紅茶の道はよく分からないけれど、洋菓子が食べられるのはうれしい。
たぶん、みんなも同じようなことを考えたんだろう。
パラパラとあちこちから拍手が起き始め、ついには部員全員にそれが伝染した。
こうして、茶道部の活動として紅茶の道を模索することが、部内で非公式に決定した。
翌日にはかおる先輩がティーセット一式と、貰い物らしき缶に入ったクッキーの詰め合わせも持ち込んできて、みんなでお茶会をした。
紅茶の道とは、一体何なのか?
その後は、紅茶とお抹茶を半々ぐらいで活動していたんだけど、やってみて気が付いたことがある。
茶の道は心なのだと。
3年の先輩たちがいた頃は、もっと空気が引き締まっていた。
でも、今は。顧問の高島先生を筆頭に、部内の空気はダルダルに緩み切っている。緩んだ気持ちで立てるお茶は、何ていうかもう茶道ではないというか。ただのお抹茶パーティーというか。部長、正座崩しているし。先生はコーヒー飲んでいるし・・・・。
このままでは4月になって新入部員が入ってきたときに、間違った茶道を伝えてしまうことになるんじゃ?
と、密かに心配していたのだけれど、その問題は部長があっさり解決してくれた。
この人、紅茶道の活動を校長と教頭に認めさせやがった。
「きちんとした指導者がいない中で活動を続けることは、新入生に間違った作法を教えてしまう危険性があります。それならばいっそ視点を変えて、異国のお茶と日本のお茶との、文化と歴史の違いを学んでいきたいと考えています。もちろん、せっかく茶器があるので、実践として今まで通りの活動もしていきたいと思っていますが、今後は英国式のお茶会も取り入れ、実際に比較を行っていきたいと思っています」
説得には、副部長となぜか私も同行した。
背筋を伸ばし、堂々と説明を続ける部長。
なんだかもっともなことを言っているような気がしてきたけれど、これ、単に部長がお茶会を認めさせようとしているだけだよね? 隠れてコソコソじゃなくて、大ぴらにお茶会したいだけだよね?
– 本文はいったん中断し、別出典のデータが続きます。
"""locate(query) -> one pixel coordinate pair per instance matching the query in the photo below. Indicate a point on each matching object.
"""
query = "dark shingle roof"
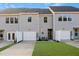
(64, 9)
(19, 10)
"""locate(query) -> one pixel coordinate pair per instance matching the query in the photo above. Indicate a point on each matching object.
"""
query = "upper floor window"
(69, 19)
(7, 20)
(64, 19)
(11, 20)
(60, 19)
(29, 19)
(45, 19)
(16, 20)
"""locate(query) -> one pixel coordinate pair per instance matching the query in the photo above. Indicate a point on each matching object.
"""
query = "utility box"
(62, 35)
(19, 36)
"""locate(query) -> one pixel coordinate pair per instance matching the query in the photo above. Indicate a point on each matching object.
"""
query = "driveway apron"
(24, 48)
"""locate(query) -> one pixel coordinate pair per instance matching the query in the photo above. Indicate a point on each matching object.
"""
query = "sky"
(35, 5)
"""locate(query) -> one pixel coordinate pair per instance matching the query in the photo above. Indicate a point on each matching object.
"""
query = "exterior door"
(11, 36)
(1, 34)
(76, 33)
(49, 33)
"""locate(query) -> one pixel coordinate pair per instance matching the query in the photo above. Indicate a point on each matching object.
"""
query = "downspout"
(53, 22)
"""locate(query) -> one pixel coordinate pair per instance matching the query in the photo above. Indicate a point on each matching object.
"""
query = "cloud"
(57, 4)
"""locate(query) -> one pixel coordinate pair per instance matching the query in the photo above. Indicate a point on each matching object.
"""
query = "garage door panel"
(29, 35)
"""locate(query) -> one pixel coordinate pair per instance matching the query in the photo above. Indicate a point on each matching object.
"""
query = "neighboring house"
(45, 22)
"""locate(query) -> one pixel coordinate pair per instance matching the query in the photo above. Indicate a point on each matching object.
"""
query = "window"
(76, 34)
(60, 19)
(13, 36)
(1, 35)
(69, 19)
(64, 19)
(29, 19)
(11, 20)
(7, 20)
(16, 20)
(75, 30)
(45, 19)
(9, 36)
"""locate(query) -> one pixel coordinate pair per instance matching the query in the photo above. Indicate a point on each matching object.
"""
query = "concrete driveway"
(24, 48)
(4, 43)
(74, 43)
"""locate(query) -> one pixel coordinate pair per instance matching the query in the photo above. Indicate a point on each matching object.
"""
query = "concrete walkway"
(4, 43)
(24, 48)
(74, 43)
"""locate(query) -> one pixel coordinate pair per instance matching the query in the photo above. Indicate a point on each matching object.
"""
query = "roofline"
(21, 14)
(66, 12)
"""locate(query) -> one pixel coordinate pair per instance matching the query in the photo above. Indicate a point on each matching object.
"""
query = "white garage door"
(29, 36)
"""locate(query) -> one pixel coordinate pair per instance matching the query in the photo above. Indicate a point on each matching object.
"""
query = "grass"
(49, 48)
(5, 47)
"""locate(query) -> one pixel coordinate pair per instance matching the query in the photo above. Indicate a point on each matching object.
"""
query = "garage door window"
(9, 36)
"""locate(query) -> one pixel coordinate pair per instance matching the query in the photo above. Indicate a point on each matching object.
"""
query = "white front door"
(11, 36)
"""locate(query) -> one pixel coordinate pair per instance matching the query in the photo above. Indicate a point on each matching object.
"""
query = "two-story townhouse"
(45, 22)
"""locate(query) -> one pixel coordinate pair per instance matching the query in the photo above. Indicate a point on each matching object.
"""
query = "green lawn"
(49, 48)
(5, 47)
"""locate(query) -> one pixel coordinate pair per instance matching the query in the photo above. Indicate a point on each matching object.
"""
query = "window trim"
(11, 20)
(16, 20)
(7, 20)
(29, 19)
(60, 18)
(64, 18)
(45, 19)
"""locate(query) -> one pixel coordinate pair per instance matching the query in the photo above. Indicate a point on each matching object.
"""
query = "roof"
(64, 9)
(19, 10)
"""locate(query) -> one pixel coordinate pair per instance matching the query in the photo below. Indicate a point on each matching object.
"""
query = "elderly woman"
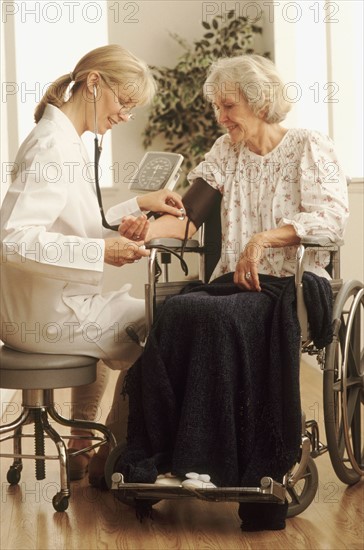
(220, 373)
(54, 244)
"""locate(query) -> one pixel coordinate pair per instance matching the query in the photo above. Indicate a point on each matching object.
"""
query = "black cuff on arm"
(199, 201)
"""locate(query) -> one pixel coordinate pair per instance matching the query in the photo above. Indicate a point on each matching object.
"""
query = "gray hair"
(256, 78)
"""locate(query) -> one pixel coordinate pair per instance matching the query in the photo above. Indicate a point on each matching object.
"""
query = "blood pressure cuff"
(200, 200)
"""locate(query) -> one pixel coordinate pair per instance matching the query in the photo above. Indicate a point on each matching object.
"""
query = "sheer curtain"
(319, 49)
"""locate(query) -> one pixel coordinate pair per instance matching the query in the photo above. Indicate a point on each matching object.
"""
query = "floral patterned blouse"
(299, 183)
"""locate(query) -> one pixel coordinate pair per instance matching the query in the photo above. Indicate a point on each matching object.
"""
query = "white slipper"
(168, 479)
(201, 481)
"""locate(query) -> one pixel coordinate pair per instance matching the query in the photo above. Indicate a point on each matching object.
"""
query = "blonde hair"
(254, 76)
(115, 65)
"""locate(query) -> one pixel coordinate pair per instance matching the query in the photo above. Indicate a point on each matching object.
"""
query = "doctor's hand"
(161, 201)
(134, 228)
(120, 251)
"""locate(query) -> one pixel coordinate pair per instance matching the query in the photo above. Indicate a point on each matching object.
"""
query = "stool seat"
(22, 370)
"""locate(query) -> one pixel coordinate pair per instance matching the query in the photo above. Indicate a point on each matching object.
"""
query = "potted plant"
(180, 113)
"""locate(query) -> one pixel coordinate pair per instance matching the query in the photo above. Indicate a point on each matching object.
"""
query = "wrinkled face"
(233, 112)
(112, 106)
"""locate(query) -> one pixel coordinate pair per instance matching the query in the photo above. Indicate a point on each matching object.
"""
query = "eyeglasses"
(125, 111)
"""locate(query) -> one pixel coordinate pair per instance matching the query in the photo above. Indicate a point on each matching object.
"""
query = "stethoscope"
(97, 153)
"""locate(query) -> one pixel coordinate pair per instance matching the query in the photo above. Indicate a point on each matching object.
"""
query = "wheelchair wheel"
(303, 492)
(344, 385)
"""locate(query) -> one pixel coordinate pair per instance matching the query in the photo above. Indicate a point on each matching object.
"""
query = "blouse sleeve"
(212, 168)
(324, 199)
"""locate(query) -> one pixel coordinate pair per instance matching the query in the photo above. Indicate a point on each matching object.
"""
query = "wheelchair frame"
(343, 394)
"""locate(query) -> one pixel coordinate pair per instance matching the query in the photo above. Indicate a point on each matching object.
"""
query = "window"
(319, 50)
(44, 40)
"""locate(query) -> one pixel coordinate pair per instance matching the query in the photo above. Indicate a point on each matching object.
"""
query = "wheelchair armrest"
(192, 245)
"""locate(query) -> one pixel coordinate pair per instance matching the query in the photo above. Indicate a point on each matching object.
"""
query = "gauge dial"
(156, 171)
(154, 174)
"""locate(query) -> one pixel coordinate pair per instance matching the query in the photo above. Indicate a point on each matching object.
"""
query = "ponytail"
(55, 95)
(115, 65)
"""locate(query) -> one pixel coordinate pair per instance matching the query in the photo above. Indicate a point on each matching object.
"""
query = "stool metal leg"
(85, 425)
(60, 500)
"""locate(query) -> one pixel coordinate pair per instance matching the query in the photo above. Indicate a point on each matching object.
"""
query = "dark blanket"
(217, 388)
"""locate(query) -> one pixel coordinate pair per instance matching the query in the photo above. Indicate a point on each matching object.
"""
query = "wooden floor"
(95, 520)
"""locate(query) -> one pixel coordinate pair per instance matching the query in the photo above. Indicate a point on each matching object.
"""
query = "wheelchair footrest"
(269, 491)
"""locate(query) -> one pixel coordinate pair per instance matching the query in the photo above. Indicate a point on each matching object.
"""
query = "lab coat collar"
(54, 114)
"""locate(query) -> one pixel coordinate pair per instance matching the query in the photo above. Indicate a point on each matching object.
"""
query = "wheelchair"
(342, 363)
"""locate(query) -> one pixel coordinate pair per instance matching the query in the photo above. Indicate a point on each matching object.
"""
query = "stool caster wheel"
(13, 475)
(60, 502)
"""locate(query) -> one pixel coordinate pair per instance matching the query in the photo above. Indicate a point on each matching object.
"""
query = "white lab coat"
(53, 249)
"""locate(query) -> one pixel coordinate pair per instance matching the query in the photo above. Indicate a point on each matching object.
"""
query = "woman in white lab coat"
(54, 245)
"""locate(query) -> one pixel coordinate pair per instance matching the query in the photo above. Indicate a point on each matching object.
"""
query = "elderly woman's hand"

さすがに無理だろと思ったけれど、校長先生たちは真剣に考え始めている。
正直、考える余地があることにびっくりだよ。
そうは言っても、こんなのさすがに無理だよねーと思っていたのだけれど、部長はとっておきの切り札を持っていた。
どうかと思う切り札だったけど。
その切り札とは、高島先生だ。
高島先生が何かをしてくれるわけではない。むしろ、高島先生を利用したというべき?
「それに、今高島先生に必要なのは、英国式のお茶会で培われる社交術のほうなのではないでしょうか? 堅苦しいお茶の席よりも、お茶会のほうが気軽にいろいろなことを話せますし」
「いろいろ、とは、もしかして・・・・」
「恋バナ・・・・とか?」
なぜここで高島先生が出てくるのかと思ったら、二人とも食いついたー!?
「もちろん、話題に上ると思います。私たちの話を聞いている内に、高島先生にも甘酸っぱい気持ちが蘇ってきたり・・・・するかもしれませんね。高島先生は、元はいいのですから、その気になりさえすればすぐに恋人ができると思うんですよ。私たちも、先生のためにできる限り協力したいと思いますし」
校長先生と教頭先生の目に希望の光が灯る。
二人は顔を見合わせると大きく頷いた。
「わかりました。活動を認めましょう」
「高島先生のこと、どうかよろしくお願いしますね」
み、認めたよ?
そして、何かお願いされたよ?
高島花。35歳数学教師。独身。彼氏なし。
飾り気のない、さらっとした感じの美人。
そっけないようでいて、意外と生徒のことをよく見ていて、相談にも乗ってくれる。
厳しいようでいて意外とゆるい。
校長先生と教頭先生は、高島先生の行く末をたいそう気にかけているらしい。
・・・・・・嫁の貰い手的な意味で。
「かおる。さっきのアレ、何だったの?」
校長室から部室へ帰る途中で、副部長の由実花先輩が呆れたように言った。
何に呆れているのかは分からない。
かおる先輩にかもしれないし、校長先生たちにかもしれないし、高島先生にかもしれなかった。
・・・・・・・・・・全部かな。
とりあえず、由実花先輩は高島先生がどうのの下りは知らなかったようだ。
「ああ、アレ? 桐乃先輩からの引き継ぎ事項だったんだよ。去年、茶道部の顧問が花ちゃんに決まってから、桐乃先輩、校長教頭の両先生に呼び出されて直々に花ちゃんのこと頼まれたらしいよ? 茶道を学ぶことで女らしさが身について、それが結婚に繋がることもあるかもしれないから、よろしく指導してやって欲しいって。結果はまあ、言うまでもないことだけど。そんなわけで、あとを任されちゃったのよね」
かおる先輩。そんなあっけらかんと言わないで下さいよ。
何を任されちゃってるんですか。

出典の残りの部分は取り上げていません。